無期懲役の判決を受け仮釈放まで32年間を獄中で過ごした石川一雄さんは、事件発生から42年が経とうとしている今も無実を叫びつづけている。その間、被差別部落に対する差別的な見込み捜査や報道が原因となって石川さんが逮捕されたこと、警察留置場(代用監獄)での長期にわたる脅迫的な取調べにより嘘の自白を強要されたこと、また、えん罪を疑わせる数々の証拠が明らかになり、過去の裁判に過ちがあったことが指摘され続けてきた。
にもかかわらず日本の司法当局は、検察側の手持ち証拠を弁護団に開示することを拒み続けており、えん罪の疑いを公開で検証する道を閉ざしている。IMADRは日本の司法当局に対し、狭山事件に関する検察の手持ち証拠を開示し、28年間閉ざされてきた再審への道を開き、石川一雄さんに正義をもたらすよう今一度強く求める。
日本の政府当局もまた、死刑判決が下された30数年の後に再審の結果無罪となるケースが相次いだにもかかわらず、誤判救済、えん罪防止のための適切な措置をとることを怠ってきた。警察は、被疑者を起訴、裁判なしに最長23日間、警察の管理下に拘禁することを可能にする制度(代用監獄制度)を維持し、警察による取調べを録音、録画しない上に、取調べを制限する規則をも制定していない。個人が国連・自由権規約委員会に直接通報を行なうことができる制度を定めた自由権規約の第一選択議定書の批准や、政府から独立した国内人権機関の設置などは、そのような問題の改善につながると考えられるが、政府はこれまでに十分な方針を示していない。IMADRは、国際的な人権基準に則ってこれらの制度を早期に改善することを求める。
狭山事件をはじめ世界各国における数々の事例が、特定の集団に対する社会的差別とそれを反映する司法運営や警察制度が並存した際に、一人の人間にどのようなおそろしい運命をもたらす可能性があるかを物語っている。インドのダリット(カースト制度下で「不可触民」として差別されている人びと)は罪をでっちあげられ逮捕されたあげく、拷問で命を奪われている。欧州などのロマは、警察により「危険を及ぼす可能性がある」として個人情報を登録され、警察の暴力を受けている。米国をはじめとする各国のイスラム系の人びとは、とりわけ9.11事件後に同様の取り扱いをされている。各国の移住労働者や難民申請者をはじめとする外国人は当局や市民により排斥されている。そして、司法は往々にして差別を行なった当局の責任を「免責」している。

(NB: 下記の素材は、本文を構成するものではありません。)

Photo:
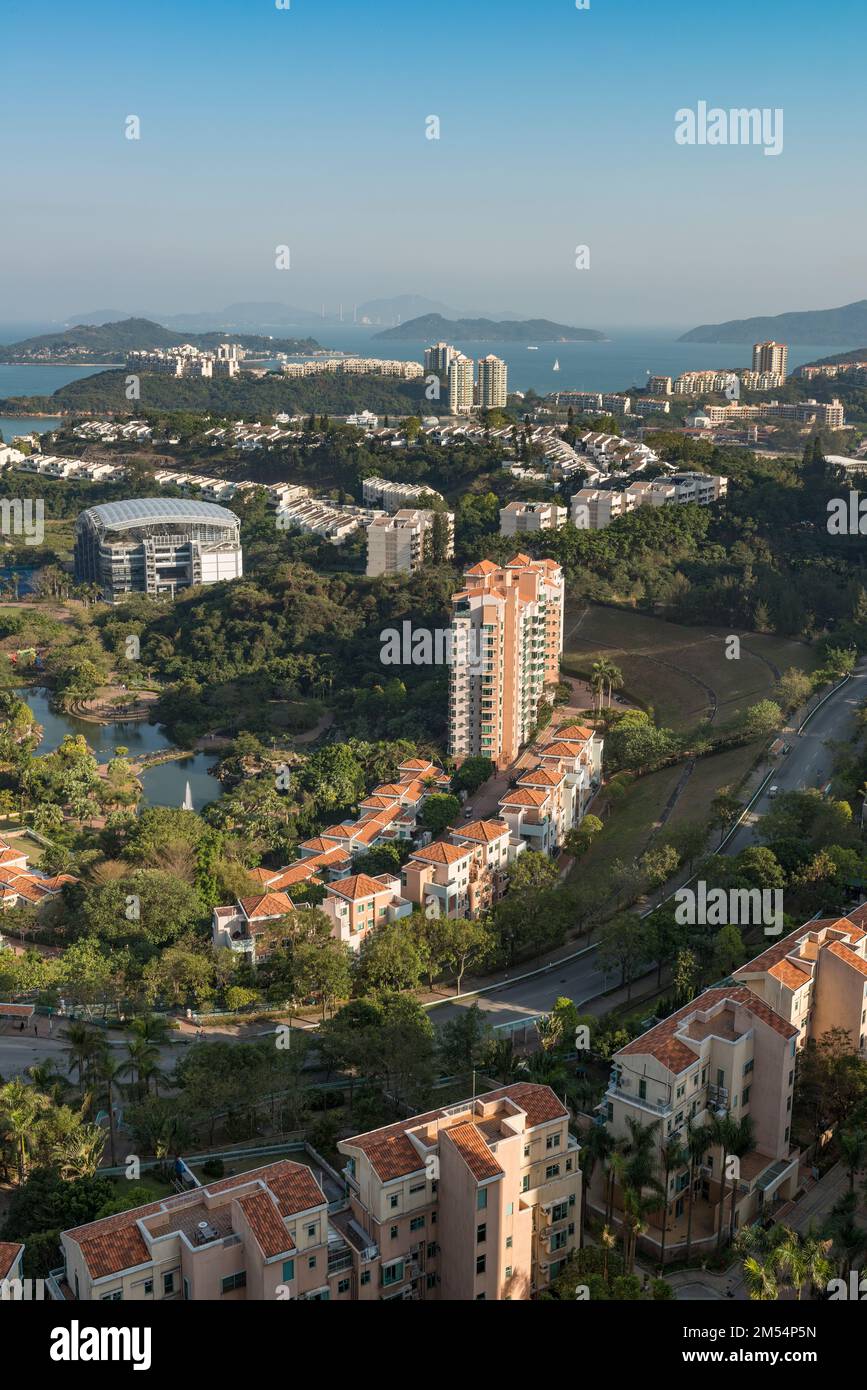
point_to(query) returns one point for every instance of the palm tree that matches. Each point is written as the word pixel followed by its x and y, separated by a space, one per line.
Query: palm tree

世界各国で警察が、人種、民族、出身国などをもとに対象を選定した捜査を行ない、司法が、差別にもとづく捜査当局の臆断を排除する機能を果たしていない実態を憂慮し、国際社会はさまざまな対策を講じている。2001年に開催された反人種主義・差別撤廃世界会議や国連人権小委員会では「人種主義と司法運営」が世界的な問題として扱われ、国連・人種差別撤廃委員会は、近年採択したいくつかの一般的勧告において、同様の問題について各国政府に適切な措置を講じるよう求めている。同委員会が本年8月に、「司法制度の機能と運営における人種差別の防止に関する一般的勧告」を採択する見通しもある。また、証拠開示や代用監獄制度などの起訴前勾留手続きについて国際的な人権基準の求めるところは、もはやはっきりしている。
最高裁判所による本日の特別抗告棄却は、そうした国際社会の努力をもないがしろにし、石川さんをはじめ世界各国でえん罪を闘う人びとの希望を踏みにじる非人道的な決定である。日本の司法ならびに政府当局は、石川さんの無実を含む誤判を救済し、えん罪を防止するためのあらゆる適切な措置を早急に講じることによってしか、もはやその失点を回復することはできない。

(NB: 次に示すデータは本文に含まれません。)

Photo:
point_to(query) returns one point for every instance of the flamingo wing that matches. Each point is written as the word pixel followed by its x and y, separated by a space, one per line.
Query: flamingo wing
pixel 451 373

狭山事件の第二次再審請求への特別抗告棄却を受けて各国から寄せられた連帯メッセージ
集約・翻訳:反差別国際運動(IMADR)
【テオ・ファン・ボーベンさん(オランダ)より】
狭山事件に関するこの度の最高裁判所の決定に関して、部落解放同盟の皆さまに対し、私の同情の気持ちと心からの遺憾の思いをお伝えいたします。

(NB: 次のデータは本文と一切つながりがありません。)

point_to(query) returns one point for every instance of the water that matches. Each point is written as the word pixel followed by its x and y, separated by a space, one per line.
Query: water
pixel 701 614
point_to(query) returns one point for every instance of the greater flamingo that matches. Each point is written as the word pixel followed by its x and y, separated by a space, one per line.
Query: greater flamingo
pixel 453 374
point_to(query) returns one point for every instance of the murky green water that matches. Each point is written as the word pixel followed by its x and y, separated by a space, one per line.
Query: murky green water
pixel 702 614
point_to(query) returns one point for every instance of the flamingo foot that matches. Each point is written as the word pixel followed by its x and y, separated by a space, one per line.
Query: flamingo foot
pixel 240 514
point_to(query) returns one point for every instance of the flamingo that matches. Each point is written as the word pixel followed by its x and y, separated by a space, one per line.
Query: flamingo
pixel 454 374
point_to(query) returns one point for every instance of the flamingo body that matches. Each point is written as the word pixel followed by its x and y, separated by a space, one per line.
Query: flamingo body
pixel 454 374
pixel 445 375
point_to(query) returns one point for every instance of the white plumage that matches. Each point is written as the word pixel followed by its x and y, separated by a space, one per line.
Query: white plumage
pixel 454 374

同時に、皆さまに対し、正義と平等のための皆さんの闘いに対する私の強い連帯をお約束申し上げます。
2005年3月18日
テオ・ファン・ボーベン(国連人権委員会拷問等に関する特別報告者/IMADR理事)
【公正な世界のための国際運動(JUST)(マレーシア)より】
公正な世界のための国際運動(JUST)は、日本の最高裁判所が2005年3月16日に、狭山再審弁護団による特別抗告を棄却したことを知りました。
JUSTはその決定を非常に遺憾に思います。それは、最高裁判所が明らかな裁判の誤りを正すことを放棄したことを意味しています。それどころか、その決定は、日本社会における差別的行為を永続化することを認めたことになるでしょう。
2005年3月18日
公正な世界のための国際運動(JUST)
代表 チャンドラ・ムザファー(IMADR理事)
【ドイツ・スィンティ・ロマ中央委員会(ドイツ)より】
石川一雄さんと部落解放同盟への連帯メッセージ
本日の抗議集会にあたり、ドイツ・スィンティ・ロマ中央委員会の議長として、石川一雄さんならびに部落解放同盟による石川さんの無実と再審を求める闘いの継続に対し、心からの連帯のメッセージを差し上げます。
日本の最高裁判所が3月17日に、弁護団が第二次再審請求の棄却に対する異議申立の棄却を受けて2002年に行なった特別抗告を棄却する決定を下したことを知りました。ドイツにおけるスィンティとロマによる16の地域組織が加盟するドイツ・スィンティ・ロマ中央委員会は、この決定に強く抗議します。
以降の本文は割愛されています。